One-way ANOVA controlling for session effects I have a dataset collected from an experiment which has a simple structure that lends itself to a one-way ANOVA analysis (categorical IV, continuous DV).  The data are collected over 20 experiment sessions so I think it will be good to conduct the one-way ANOVA while controlling for session effects.  Could anyone please tell me if there is a way to do so?
Thank you very much!
 A: Response to comment:
Let's make sure we're on the same page: Factor 1 has levels A and B, Factor 2 (sessions) has levels 1 through 20. Ten sessions consider only level A and the other ten sessions consider only level B. Say Session 1 does A and 2 does B. And so on.
If that's true you can't know whether the difference between results for sessions 1 and 2 is due to how the session was conducted or due to choice of A vs B. This is not necessarily a catastrophe.

Example: In an (unusually small) clinical trial with 20 subjects, 10 might be assigned at random to a new Drug under study and the other 10 to placebo (or to the drug in current use). 'Control' over inter-subject differences is done by randomization. Doctors or drug company representatives aren't allowed to 'hand pick' which subjects get the new drug. Assignment is done according to a random mechanism. Also, according to a protocol, subjects may be similar to one another in ways that might matter (age, early or late stage of disease, motivation to take the drug exactly as prescribed, etc.)

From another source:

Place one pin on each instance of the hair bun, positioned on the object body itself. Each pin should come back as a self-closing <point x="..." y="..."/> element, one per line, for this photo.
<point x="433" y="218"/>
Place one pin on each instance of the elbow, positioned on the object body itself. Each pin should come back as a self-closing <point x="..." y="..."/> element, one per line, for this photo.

Somewhat similarly, for your study, I suggest two precautions:
(1) Try to make conditions for sessions as much alike as possible (type of room, time of day, testing routine, expertise of technician, whatever might matter for your experiment). This might help to cut down on any 'session effect'.
(2) Then for randomization, maybe have 20 cards in a hat, 10 marked A, 10 marked B. Before each session draw a card at random to determine whether it will be an A-session or a B-session. This helps to avoid subconsciously or accidentally assigning 'more favorable' sessions to A and 'less favorable' sessions to B.
Because I have no idea what kind of data collection goes on within each session, I can't give details of the ANOVA model. But maybe this much is a start.